Official code for the ECCV 2024 paper "MeshVPR: Citywide Visual Place Recognition Using 3D Meshes" by Gabriele Berton, Lorenz Junglas, Riccardo Zaccone, Thomas Pollok, Barbara Caputo and Carlo Masone.

MeshVPR localizes real-world query images by doing VPR on a synthetic database of images, obtained from a 3D mesh of a city. Below are four example of images being localized within the 3D mesh.

[website] [arxiv] [pdf] [BibTex] [video]

Quick Setup

You can start using MeshVPR by running these commands

git clone https://github.com/gmberton/MeshVPR
cd MeshVPR

mkdir data && cd data
# Download 100k images for training
rsync -rhz --info=progress2 --ignore-existing rsync://vandaldata.polito.it/sf_xl/mesh_vpr_datasets/train_set_hq_100000 .
mkdir test_sets && cd test_sets
# Download val set and Melbourne test set
rsync -rhz --info=progress2 --ignore-existing rsync://vandaldata.polito.it/sf_xl/mesh_vpr_datasets/test_sets/val_set .
rsync -rhz --info=progress2 --ignore-existing rsync://vandaldata.polito.it/sf_xl/mesh_vpr_datasets/test_sets/synt_melbourne .

cd ../..

python train.py \
    --real_train_dir data/train_set_hq_100000/real_database \
    --synt_train_dir data/train_set_hq_100000/synt_database \
    --test_dir data/test_sets \
    --method cosplace

This will download a smaller version of the training set (with 100k images), which will reproduce the results of Tab. 4 of the paper.

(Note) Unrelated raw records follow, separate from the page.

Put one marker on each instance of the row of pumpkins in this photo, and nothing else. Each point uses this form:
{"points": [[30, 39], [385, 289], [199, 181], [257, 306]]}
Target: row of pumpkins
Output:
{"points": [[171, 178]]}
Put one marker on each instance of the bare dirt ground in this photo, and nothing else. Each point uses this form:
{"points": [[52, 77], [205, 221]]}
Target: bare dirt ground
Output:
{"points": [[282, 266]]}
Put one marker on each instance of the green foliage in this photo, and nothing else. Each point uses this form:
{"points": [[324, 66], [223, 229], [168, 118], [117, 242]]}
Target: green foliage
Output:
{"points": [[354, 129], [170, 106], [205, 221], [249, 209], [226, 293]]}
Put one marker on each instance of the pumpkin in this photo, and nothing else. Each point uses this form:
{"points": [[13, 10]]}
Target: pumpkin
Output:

Datasets and reproducibility

We provide all datasets to fully replicate our results. See Table 1 of the paper for further information on each dataset. For convenience, the training datasets come already paired (i.e. real and synt sets with precisely matching images).

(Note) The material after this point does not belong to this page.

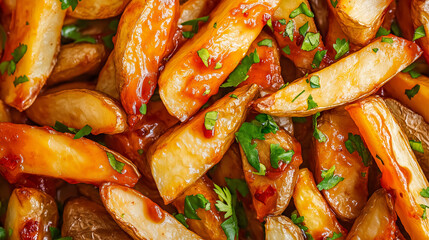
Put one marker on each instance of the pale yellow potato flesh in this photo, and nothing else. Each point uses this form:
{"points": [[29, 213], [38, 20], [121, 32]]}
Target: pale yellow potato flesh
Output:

NOTE that these datasets contain only the images, without the 3D meshes. We will release links to the 3D meshes shortly.

Type Name Size Directory
Test Berlin 41 GB test_sets/synt_berlin
Test Paris 45 GB test_sets/synt_paris
Test Melbourne 11 GB test_sets/synt_melbourne
Test Val 4.1 GB test_sets/val_set
Train SF-HQ 670 GB train_set_hq
Train SF-LQ 258 GB train_set_lq
Train SF-HQ 1M 73 GB train_set_hq_1000000
Train SF-HQ 100k 7.4 GB train_set_hq_100000
Train SF-HQ 10k 748 MB train_set_hq_10000

You can download any subset using rsync like this

rsync -rhz --info=progress2 --ignore-existing rsync://vandaldata.polito.it/sf_xl/mesh_vpr_datasets/DIRECTORY .

for example

rsync -rhz --info=progress2 --ignore-existing rsync://vandaldata.polito.it/sf_xl/mesh_vpr_datasets/test_sets/synt_berlin .

Trained models

You can download our best model, namely our fine-tuned SALAD, like this.

rsync -rhz --info=progress2 --ignore-existing rsync://vandaldata.polito.it/sf_xl/mesh_vpr_datasets/models/train_salad_8448__syn_sf_hq_halfFalse/best_model.pth .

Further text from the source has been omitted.